Penat belum hilang, tugas sudah menghadang. Rekan penulis yang baru selesai tugas training di Rantau Prapat kelihatan lelah sekali. Dia butuh istirahat. Ya, sudah akhirnya penulis dan Kang Ibnu – ajudan Ajengan Jejen – berangkat ke ruang training di Kampus STIA Bina Banua. Masih di dalam Kijang Kapsul Silver, Pak Igur setia mendampingi kami di belakang stir. Nuraniku bicara, “Hmm, bapak satu ini luar biasa. Padahal dia orang nomor satu di kampusnya. Bisa saja ia menyuruh bawahannya untuk tugas kecil seperti ini. Tapi, itulah Pak Igur.”
Tiba di kampus, kami langsung menuju ruang training. Sebuah aula serbaguna sederhana yang disulap menjadi ruang training berkapasitas seratus orang.
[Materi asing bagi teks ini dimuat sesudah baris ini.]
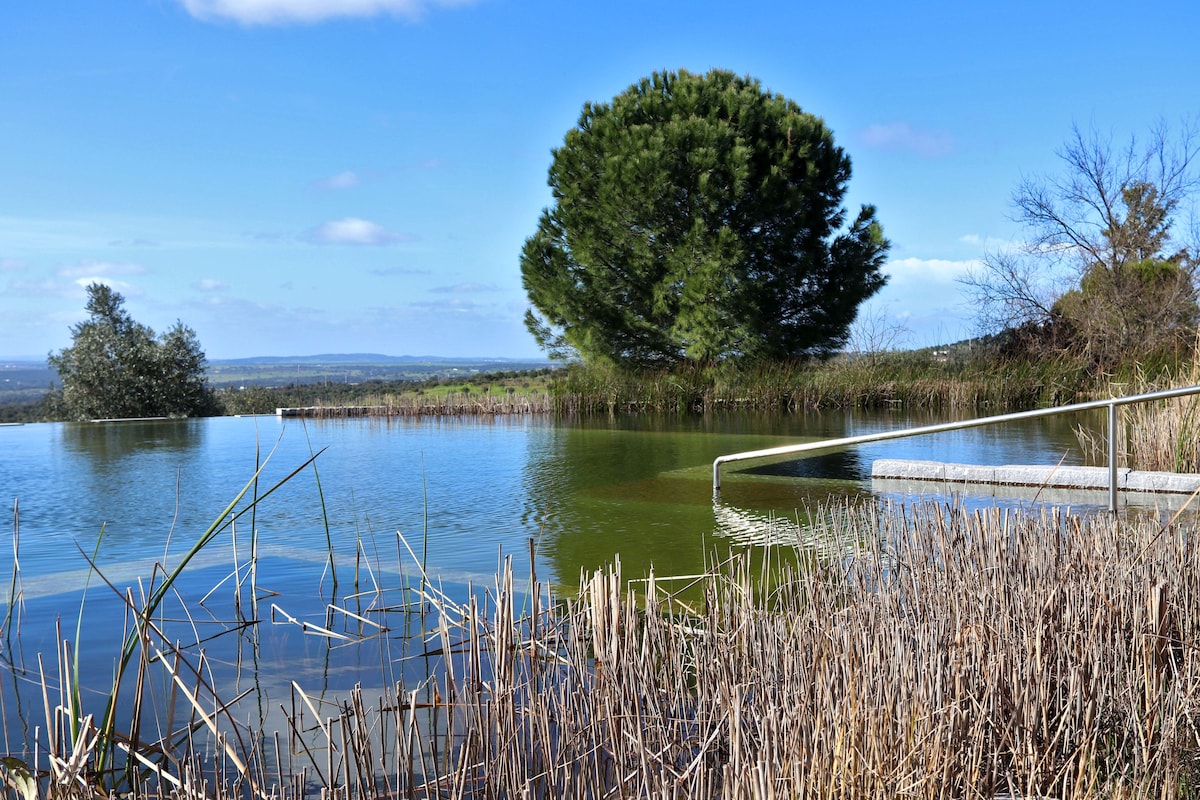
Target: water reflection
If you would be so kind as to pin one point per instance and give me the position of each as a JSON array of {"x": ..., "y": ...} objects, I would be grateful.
[{"x": 103, "y": 444}]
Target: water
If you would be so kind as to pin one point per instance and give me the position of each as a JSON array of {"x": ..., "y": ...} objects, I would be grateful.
[
  {"x": 462, "y": 492},
  {"x": 465, "y": 488}
]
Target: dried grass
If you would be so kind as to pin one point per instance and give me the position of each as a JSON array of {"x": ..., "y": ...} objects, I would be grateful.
[{"x": 943, "y": 654}]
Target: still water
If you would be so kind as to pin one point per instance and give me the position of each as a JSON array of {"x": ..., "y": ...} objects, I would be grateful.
[
  {"x": 459, "y": 489},
  {"x": 461, "y": 492}
]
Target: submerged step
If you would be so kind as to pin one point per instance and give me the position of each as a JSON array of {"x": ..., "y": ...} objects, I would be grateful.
[{"x": 1068, "y": 477}]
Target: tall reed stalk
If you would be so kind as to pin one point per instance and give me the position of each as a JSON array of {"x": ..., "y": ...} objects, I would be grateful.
[{"x": 937, "y": 653}]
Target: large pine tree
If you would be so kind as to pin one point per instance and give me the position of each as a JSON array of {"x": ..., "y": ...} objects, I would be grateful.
[{"x": 699, "y": 218}]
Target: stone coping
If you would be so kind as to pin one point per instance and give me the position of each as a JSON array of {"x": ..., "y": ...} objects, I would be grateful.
[{"x": 1072, "y": 477}]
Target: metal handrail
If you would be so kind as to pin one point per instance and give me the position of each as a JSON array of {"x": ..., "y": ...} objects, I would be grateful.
[{"x": 1110, "y": 404}]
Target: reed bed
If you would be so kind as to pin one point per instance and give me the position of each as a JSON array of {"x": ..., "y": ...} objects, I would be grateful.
[
  {"x": 939, "y": 654},
  {"x": 413, "y": 405},
  {"x": 901, "y": 379},
  {"x": 1162, "y": 435}
]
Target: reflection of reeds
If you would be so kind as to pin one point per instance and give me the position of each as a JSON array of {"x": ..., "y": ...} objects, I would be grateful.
[{"x": 939, "y": 654}]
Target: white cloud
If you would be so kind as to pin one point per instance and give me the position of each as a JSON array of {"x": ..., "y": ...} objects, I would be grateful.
[
  {"x": 353, "y": 230},
  {"x": 276, "y": 12},
  {"x": 90, "y": 268},
  {"x": 900, "y": 136},
  {"x": 467, "y": 288},
  {"x": 929, "y": 270},
  {"x": 125, "y": 288},
  {"x": 990, "y": 244},
  {"x": 341, "y": 180}
]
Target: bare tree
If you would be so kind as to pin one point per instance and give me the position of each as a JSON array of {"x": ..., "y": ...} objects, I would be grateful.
[
  {"x": 876, "y": 332},
  {"x": 1102, "y": 270}
]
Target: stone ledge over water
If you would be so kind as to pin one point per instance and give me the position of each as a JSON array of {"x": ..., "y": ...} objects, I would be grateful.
[{"x": 1071, "y": 477}]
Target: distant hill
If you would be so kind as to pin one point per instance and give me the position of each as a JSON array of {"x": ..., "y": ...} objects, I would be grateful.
[
  {"x": 355, "y": 368},
  {"x": 27, "y": 380},
  {"x": 364, "y": 358}
]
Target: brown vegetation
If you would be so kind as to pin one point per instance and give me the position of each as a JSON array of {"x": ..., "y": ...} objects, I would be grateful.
[{"x": 935, "y": 654}]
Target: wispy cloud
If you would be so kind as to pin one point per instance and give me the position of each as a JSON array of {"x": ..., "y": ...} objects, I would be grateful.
[
  {"x": 901, "y": 136},
  {"x": 132, "y": 242},
  {"x": 467, "y": 288},
  {"x": 93, "y": 269},
  {"x": 991, "y": 244},
  {"x": 928, "y": 270},
  {"x": 389, "y": 271},
  {"x": 339, "y": 181},
  {"x": 353, "y": 230},
  {"x": 281, "y": 12},
  {"x": 124, "y": 287}
]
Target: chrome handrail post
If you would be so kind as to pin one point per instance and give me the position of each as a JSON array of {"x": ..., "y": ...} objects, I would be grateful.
[
  {"x": 1110, "y": 404},
  {"x": 1113, "y": 456}
]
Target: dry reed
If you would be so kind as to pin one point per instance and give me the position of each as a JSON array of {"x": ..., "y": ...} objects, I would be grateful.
[
  {"x": 409, "y": 405},
  {"x": 943, "y": 654}
]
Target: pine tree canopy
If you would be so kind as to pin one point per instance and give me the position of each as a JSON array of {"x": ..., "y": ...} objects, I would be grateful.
[{"x": 699, "y": 218}]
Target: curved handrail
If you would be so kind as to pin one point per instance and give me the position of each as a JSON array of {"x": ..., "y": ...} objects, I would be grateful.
[{"x": 826, "y": 444}]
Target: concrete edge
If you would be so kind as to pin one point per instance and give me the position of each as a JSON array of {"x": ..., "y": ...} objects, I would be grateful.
[{"x": 1071, "y": 477}]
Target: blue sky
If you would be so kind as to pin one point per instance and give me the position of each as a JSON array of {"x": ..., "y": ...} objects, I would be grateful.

Setting perlengkapan audio, layar dan projector, backdrop, tata kursi kemudian dengan cepat dilakukan. Sebuah rutinitas persiapan training yang sudah berulangkali dilaksanakan, sesuai SOP yang kantor bikin. Lewat maghrib, pekerjaan selesai. Lumayan lelah dan mandi keringat.
Letih sore itu nyatanya mengandung hikmah yang luar biasa. Pak Igur yang datang kembali ke kampus setelah menjemput istrinya, membawa kami ke sebuah rumah mungil dan asri di kawasan perumahan Bunyamin. Sebuah kediaman putra Ibu Badi’ah (istri almarhum Prof. Jurkani Yahya). Di rumah mungil itu telah menanti Ajengan Jejen dan Ust. Wahfiudin serta rekan kami. Tibanya kami serta merta menimbulkan ajakan tuan rumah untuk langsung menuju ruang makan. “Eh, tau aja tuan rumah. Lagi lapar-lapar gini diajak makan. Alhamdulillah,” seruku dalam hati.
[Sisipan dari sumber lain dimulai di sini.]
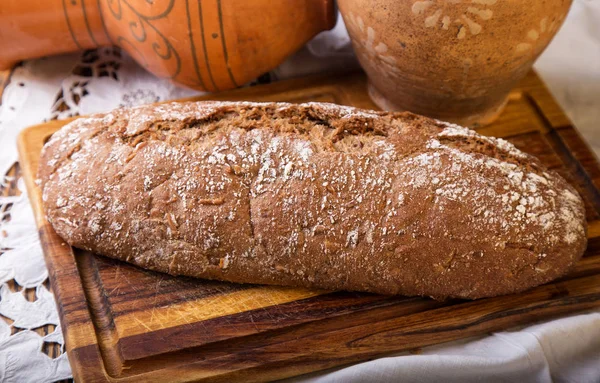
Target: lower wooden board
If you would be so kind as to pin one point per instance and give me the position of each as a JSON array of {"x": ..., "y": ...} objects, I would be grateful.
[{"x": 124, "y": 324}]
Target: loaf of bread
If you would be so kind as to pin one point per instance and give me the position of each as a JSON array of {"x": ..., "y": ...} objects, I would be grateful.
[{"x": 315, "y": 195}]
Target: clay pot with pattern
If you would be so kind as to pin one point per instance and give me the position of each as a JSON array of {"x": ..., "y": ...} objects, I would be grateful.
[
  {"x": 455, "y": 60},
  {"x": 206, "y": 44}
]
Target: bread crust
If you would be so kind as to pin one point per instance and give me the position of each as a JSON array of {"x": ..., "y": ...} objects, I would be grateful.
[{"x": 315, "y": 195}]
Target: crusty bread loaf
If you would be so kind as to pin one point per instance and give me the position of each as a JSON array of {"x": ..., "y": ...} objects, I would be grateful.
[{"x": 314, "y": 195}]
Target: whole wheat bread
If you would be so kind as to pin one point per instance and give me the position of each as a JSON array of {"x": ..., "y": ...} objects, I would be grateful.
[{"x": 314, "y": 195}]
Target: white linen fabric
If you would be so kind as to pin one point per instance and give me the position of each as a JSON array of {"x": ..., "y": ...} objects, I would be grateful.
[{"x": 563, "y": 350}]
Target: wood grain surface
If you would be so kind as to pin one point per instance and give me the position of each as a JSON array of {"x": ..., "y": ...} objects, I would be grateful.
[{"x": 124, "y": 324}]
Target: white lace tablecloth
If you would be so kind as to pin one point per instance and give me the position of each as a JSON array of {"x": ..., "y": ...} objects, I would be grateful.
[{"x": 563, "y": 350}]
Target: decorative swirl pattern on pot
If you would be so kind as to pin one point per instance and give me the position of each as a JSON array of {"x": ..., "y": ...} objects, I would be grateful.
[{"x": 140, "y": 21}]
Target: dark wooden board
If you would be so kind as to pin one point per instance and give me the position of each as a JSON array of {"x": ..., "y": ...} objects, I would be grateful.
[{"x": 124, "y": 324}]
“Woww…!!!” Penulis terkejut dengan hidangan di depan mata. Menu seafood ala Banjarmasin tertata rapi dan mengundang syahwat bathni (baca : perut yang keroncongan). Udang Gala berwarna merah dan Ikan Gurame Bakar menarik-narik air liur yang seperti ingin cepat-cepat menyeruak keluar dari dalam mulut. Apalagi sambalnya. Hmm… Dahsyat… Luar Biasa. Malam itu, sepertinya tuan rumah benar-benar tahu kondisi kami.
Suasana makan malam yang sangat berkesan. Peluh mengalir deras dari pelipis. Saking semangatnya menyantap Udang Gala dan Ikan Bakar. Seloroh kecil datang dari lisan Ust. Wahfiudin, “Saya, kalo makan sampai keluar keringat deras dari wajah, tandanya selera makan saya sangat cocok dengan menu yang disantap. Makanan malam ini sangat luar biasa. Tuan rumah emang paling bisa bikin senang tamu.”
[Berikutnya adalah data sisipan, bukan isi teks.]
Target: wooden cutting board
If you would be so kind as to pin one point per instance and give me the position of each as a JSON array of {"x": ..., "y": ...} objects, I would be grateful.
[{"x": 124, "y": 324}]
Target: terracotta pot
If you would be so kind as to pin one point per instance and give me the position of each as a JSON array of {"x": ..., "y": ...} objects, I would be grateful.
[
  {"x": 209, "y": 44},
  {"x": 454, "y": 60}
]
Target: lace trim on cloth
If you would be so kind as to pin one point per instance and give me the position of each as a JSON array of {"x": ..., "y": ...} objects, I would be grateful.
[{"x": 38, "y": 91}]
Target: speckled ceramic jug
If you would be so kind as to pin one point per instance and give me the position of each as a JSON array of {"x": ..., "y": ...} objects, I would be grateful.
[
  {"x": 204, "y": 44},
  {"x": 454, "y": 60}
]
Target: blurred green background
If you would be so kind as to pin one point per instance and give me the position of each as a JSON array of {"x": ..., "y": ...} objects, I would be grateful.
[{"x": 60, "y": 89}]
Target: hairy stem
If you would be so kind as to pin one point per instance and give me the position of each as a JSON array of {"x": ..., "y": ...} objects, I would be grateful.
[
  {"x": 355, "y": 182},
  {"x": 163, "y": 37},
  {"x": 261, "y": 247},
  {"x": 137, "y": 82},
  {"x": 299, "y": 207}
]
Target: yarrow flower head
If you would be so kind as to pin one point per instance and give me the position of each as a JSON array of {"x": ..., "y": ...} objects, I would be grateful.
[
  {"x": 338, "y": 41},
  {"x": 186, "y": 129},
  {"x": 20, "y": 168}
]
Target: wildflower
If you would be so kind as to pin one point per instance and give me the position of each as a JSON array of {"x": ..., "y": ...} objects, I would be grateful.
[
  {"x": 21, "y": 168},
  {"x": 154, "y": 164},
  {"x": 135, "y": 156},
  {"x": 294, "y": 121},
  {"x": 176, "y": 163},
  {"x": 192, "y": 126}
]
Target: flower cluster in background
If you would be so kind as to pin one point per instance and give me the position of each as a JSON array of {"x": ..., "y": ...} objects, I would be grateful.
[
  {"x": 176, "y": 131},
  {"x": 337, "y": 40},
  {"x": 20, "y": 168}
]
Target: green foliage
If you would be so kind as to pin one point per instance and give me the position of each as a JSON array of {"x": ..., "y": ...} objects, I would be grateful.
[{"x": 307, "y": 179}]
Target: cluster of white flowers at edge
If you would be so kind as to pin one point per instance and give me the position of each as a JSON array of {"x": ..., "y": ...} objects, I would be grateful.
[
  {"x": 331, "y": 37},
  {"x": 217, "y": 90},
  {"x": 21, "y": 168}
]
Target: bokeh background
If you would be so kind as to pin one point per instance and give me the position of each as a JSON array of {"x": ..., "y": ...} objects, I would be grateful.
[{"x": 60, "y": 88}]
Begitulah coretan kecil saat kami berkunjung ke Banjarmasin. Kami mendapatkan service istimewa dari Pak Igur dan keluarganya, juga Bu Badi’ah dan keluarganya. Makan malam itu menjadi motivator kami untuk semakin bersemangat melatih kawan-kawan tiga hari berikutnya.